The leaked documents preview Lula’s proposal to stand up a “world peace bloc” to mediate U.S. and Chinese interests and broker an end to the fighting in Ukraine, saying the left-leaning Brazilian leader planned to discuss the initiative with President Xi Jinping during a visit to China, which occurred in April.

Lula has angered NATO nations by suggesting they are prolonging the Ukraine conflict by supplying arms to Kyiv and proposing that, to achieve peace, Russia might surrender some of the territory it controls in Ukraine but retain the occupied Crimean peninsula, a prospect dismissed by Ukrainian President Volodymyr Zelensky.

According to intelligence cited in the leaked documents, officials at Russia’s Ministry of Foreign Affairs supported Lula’s plan, saying it would counteract the West’s “aggressor-victim” narrative about Ukraine. Shortly after returning from China, Lula hosted Russia’s foreign minister in Brasília.

Lula’s initiative was taking shape at the same time his government welcomed by two warships from American archrival Iran, both of which were designated as part of a U.S. sanctions program. A March document contained in the Discord leaks says the ships Makran and Dena, part of Iran’s 86th Deployed Naval Group, concluded a week-long port call in Rio de Janeiro on March 4.

The Pentagon assessed that Lula “likely approved the port call to bolster his reputation as a global mediator and burnish Brazil’s image as a neutral power” but said the visit didn’t necessarily indicate a major expansion of the two countries’ military relationship, despite Iranian hopes for such an outcome, the document says.

It added that the governments of Chile, Argentina, Uruguay and Venezuela turned down Iran’s requests for parallel visits.

Ahead of the visit, the document says, some Brazilian navy officials had lobbied the United States to urge Lula’s government to deny the visit because they did not want Washington to view it as a “realignment” of Brazil’s external partnerships.

According to the document, a senior official at Brazil’s Foreign Ministry said Brazil had no reason to link the visit to Iran’s poor human rights record nor any legal grounds for turning down Iran. It said Brazil’s navy downplayed the visit to the media but held a ceremony aboard the Dena.

The president of Argentina, Alberto Fernández, meanwhile, planned to use a renewed alliance of Latin American nations including Argentina, Mexico and Brazil to secure more power in negotiations with the United States, China and the European Union, according to another leaked document.

As The Washington Post reported previously, the repercussions of U.S. tensions with Russia are particularly acute in Egypt, which receives more than $1 billion a year in aid from Washington but has deepened ties with Moscow. Russia is building Egypt’s first nuclear power plant and promising to provide it with military hardware.

The leaked documents show Egypt attempting to navigate the standoff over Ukraine and parry demands for military aid from both Russia and the United States. President Abdel Fatah El-Sisi initially ordered the production of up to 40,000 rockets to be covertly supplied to Russia, U.S. intelligence assessments show, but later appeared to bow to U.S. pressure and deferred that deal, agreeing instead to manufacture artillery shells for Ukraine.

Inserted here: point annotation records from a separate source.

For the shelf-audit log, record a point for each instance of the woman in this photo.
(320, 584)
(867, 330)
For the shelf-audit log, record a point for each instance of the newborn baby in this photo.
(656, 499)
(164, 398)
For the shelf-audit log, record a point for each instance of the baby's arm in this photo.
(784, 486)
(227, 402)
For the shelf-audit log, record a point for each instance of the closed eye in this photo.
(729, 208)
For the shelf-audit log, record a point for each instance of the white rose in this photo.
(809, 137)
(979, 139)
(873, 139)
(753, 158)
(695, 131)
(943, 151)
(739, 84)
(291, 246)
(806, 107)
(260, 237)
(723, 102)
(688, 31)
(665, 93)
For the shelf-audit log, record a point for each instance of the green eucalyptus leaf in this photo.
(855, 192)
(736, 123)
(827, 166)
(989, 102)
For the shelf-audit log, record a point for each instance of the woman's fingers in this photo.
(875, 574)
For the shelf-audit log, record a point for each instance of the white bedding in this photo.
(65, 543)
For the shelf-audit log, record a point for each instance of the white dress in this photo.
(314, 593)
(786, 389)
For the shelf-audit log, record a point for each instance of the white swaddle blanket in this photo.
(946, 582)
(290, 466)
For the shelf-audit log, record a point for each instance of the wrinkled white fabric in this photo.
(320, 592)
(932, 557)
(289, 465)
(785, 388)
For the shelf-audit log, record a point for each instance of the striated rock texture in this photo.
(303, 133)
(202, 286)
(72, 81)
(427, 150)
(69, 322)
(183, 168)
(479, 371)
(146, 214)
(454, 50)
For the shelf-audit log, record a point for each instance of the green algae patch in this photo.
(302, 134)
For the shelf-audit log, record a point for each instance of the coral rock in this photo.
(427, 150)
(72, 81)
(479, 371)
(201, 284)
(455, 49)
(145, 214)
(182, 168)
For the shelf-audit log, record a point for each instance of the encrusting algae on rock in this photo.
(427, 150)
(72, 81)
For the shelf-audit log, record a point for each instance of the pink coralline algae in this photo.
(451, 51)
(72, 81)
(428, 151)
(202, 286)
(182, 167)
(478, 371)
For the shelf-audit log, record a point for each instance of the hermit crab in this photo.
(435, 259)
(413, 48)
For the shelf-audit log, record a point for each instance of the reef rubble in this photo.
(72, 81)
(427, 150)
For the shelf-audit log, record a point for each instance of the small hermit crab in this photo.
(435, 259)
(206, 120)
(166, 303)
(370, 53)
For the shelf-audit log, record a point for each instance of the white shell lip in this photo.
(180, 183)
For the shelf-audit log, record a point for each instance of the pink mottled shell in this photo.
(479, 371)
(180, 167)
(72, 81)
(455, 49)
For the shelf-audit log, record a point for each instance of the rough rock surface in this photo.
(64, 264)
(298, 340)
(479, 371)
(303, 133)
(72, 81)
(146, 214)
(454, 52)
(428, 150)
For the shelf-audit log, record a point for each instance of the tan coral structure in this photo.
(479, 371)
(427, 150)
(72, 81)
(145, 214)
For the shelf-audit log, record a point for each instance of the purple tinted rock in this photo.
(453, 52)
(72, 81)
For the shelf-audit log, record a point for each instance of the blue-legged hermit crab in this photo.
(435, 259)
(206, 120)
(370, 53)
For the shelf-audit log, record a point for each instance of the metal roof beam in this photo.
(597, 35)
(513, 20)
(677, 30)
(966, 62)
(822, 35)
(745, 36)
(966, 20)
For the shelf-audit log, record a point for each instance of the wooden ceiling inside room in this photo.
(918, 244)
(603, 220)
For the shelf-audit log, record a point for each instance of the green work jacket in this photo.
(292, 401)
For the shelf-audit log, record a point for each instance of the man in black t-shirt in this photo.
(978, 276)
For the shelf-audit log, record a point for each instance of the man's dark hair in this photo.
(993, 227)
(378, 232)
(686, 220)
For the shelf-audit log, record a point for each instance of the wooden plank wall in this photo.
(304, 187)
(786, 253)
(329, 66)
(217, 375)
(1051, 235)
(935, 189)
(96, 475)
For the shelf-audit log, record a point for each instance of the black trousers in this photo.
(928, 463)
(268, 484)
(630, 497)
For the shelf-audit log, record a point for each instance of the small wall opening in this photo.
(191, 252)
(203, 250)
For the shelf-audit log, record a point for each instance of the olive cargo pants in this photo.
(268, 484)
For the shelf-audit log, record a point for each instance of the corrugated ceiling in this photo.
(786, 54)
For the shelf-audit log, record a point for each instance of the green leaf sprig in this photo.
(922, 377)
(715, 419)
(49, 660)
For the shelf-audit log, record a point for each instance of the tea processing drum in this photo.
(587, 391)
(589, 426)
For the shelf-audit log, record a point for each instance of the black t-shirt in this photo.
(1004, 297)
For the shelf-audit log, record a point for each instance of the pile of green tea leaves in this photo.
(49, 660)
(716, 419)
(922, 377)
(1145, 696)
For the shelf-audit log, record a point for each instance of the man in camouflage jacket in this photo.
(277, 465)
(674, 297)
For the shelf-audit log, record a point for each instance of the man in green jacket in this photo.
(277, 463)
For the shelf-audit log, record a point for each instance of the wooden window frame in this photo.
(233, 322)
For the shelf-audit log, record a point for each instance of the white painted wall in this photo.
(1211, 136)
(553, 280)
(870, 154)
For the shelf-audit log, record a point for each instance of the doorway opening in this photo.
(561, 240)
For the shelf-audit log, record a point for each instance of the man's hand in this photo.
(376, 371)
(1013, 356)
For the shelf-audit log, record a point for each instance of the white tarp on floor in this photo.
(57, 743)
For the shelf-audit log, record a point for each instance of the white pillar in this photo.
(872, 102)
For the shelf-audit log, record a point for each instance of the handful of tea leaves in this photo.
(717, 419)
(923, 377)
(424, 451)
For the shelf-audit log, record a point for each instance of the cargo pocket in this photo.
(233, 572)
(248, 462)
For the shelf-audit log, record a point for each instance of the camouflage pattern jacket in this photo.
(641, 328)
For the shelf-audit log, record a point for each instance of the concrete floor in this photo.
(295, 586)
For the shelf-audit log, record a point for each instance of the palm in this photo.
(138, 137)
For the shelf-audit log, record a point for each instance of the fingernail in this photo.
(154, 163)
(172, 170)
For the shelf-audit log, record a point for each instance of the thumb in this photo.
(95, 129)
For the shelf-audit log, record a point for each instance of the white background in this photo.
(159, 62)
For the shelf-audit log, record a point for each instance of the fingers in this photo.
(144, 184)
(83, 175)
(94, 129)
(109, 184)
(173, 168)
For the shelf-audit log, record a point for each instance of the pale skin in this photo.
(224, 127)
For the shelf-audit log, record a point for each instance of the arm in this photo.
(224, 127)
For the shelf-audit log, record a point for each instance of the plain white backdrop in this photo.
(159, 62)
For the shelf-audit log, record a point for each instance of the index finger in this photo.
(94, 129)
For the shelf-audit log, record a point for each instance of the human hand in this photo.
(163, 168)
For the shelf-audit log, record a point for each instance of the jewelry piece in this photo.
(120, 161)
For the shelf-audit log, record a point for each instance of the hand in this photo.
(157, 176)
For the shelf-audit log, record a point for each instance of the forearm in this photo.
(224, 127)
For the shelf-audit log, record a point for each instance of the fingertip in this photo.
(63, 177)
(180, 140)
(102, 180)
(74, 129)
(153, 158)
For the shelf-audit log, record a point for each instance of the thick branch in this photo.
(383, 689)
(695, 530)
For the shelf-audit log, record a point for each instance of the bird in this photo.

Spektor said that despite the Biden administration’s attempt to cajole, rather than browbeat, developing nations into supporting its global priorities, they would probably remain wary.

“These countries look at the U.S., and the U.S. is so much more powerful than they are,” Spektor said. “When you’re dealing with a mammoth, it doesn’t matter whether the mammoth is sympathetic to what you are saying. When it moves, the earth still shakes.”